One of the best things you can do for your mental, emotional and physical well-being – including your fertility prospects – is to get a good night’s sleep.
Getting a Good Night’s Sleep Can Increase Your Chances of Getting Pregnant
Without the advent of electricity and round-the-clock light, we humans were fairly solar powered creatures. We got up with the sun and went to bed within a short time after it set. Even candle and lamp light was dim enough (and expensive enough!) that we used it rather sparingly. Our body’s hormone levels have responded to this established pattern of light and dark in a very complex way – relying on sleeping and waking cycles to establish hormonal balance.
The studies that were reviewed by the scientific journal, Fertility and Sterility, have elicited shocking information about light pollution, sleep deprivation and other sleep-related factors that seem to affect fertility. Here are some of the things we are coming to realize:
Light pollution can affect egg viability. When the sun goes down, or the lights go off, and you head to dreamland, your body produces melatonin – a hormone that regulates sleeping and waking cycles. Here’s the caveat though, melatonin is also responsible for protecting eggs when they are close to ovulation, guarding against free-radicals and other degenerative entities. If you are someone who sleeps with lights on, who checks their cell phone every time it buzzes, or has the TV on non-stop, your body’s melatonin cycles get all screwed up. This, in turn, can prevent your eggs from getting the protection they need, resulting in damaged eggs that are then rejected by the body or can wind up being the cause of a miscarriage.

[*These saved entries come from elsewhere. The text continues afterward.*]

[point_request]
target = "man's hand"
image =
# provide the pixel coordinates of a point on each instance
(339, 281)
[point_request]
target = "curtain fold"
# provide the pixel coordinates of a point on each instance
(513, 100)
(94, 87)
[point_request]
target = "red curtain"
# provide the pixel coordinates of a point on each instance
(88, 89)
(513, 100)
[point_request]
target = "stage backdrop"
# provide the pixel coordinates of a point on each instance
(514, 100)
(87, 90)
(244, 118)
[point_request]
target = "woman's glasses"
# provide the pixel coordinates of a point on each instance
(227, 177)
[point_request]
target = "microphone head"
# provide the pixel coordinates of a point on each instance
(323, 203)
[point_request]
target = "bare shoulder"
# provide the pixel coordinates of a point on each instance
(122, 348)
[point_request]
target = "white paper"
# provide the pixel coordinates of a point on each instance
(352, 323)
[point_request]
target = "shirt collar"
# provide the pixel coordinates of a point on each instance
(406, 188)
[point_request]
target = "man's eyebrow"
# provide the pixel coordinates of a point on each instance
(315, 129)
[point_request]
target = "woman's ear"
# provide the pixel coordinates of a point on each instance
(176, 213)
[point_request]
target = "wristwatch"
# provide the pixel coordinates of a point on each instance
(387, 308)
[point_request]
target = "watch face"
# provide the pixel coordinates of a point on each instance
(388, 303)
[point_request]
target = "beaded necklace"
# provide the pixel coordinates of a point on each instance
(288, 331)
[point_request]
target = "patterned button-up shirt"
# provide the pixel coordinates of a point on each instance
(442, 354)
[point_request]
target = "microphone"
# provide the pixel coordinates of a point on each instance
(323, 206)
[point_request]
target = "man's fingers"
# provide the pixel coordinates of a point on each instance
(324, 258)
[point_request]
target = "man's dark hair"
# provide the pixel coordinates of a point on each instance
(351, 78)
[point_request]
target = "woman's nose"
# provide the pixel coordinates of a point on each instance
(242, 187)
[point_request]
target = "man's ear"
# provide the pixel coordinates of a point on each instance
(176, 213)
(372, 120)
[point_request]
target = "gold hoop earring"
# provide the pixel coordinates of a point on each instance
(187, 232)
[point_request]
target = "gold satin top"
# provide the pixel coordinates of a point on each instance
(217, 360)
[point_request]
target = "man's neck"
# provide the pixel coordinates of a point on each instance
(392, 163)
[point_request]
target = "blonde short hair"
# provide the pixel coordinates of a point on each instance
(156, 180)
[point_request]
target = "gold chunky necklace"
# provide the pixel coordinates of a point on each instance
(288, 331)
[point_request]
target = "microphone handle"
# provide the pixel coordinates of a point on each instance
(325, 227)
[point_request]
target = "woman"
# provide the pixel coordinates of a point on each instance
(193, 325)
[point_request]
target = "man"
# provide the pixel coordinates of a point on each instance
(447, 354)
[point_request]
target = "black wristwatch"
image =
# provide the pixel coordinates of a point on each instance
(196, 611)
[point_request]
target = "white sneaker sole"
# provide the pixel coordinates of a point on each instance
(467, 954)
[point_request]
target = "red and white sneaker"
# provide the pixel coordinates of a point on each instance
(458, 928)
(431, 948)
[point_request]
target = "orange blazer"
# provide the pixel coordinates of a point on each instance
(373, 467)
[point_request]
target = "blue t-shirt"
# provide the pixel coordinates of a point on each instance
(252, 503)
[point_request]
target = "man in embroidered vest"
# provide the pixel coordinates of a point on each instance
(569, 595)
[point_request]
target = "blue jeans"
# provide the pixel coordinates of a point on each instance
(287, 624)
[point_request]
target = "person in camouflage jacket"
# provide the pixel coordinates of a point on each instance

Please Note: Taking OTC melatonin-supplements are not the answer. Speak with your doctor before adding any supplement to your diet.
Shift-workers have more problems with infertility. Given the above information, it’s not surprising that shift workers have higher numbers of reproductive problems, including issues with infertility. Women who work night shifts suffer more frequently with hormonal imbalances, lower estrogen levels, difficulty conceiving and higher miscarriage rates than their counterparts who work hours that are more normal. To combat this, some employers are altering their nighttime lighting accordingly. However, if you have struggled to conceive and you work night or swing shifts, it is in your best interest to discuss this research with your employer and make adjustments to your schedule if at all possible.
Sleep deprivation affect FSH levels. If you’ve been embarking on the infertility road, you know all about FSH levels. Follicle-stimulating hormone (FSH) controls the menstrual cycle and (ideally) is at its highest levels right before a woman ovulates. Studies that track women’s sleeping habits have drawn a correlation between the average hours a woman sleeps each night and her FSH levels. Women who average a healthy amount of sleep each night (about 7 – 9 hours) had FSH levels as much as 20% higher than women who averaged six or fewer hours per night. This relationship existed regardless of the women’s ages or BMI.
Don’t let something as simple as an affinity for late night TV or a potentially changeable work schedule prevent you from having the pregnancy you want. Make the necessary changes to establish a healthy sleep pattern and get your circadian – and hormonal – rhythm back on track.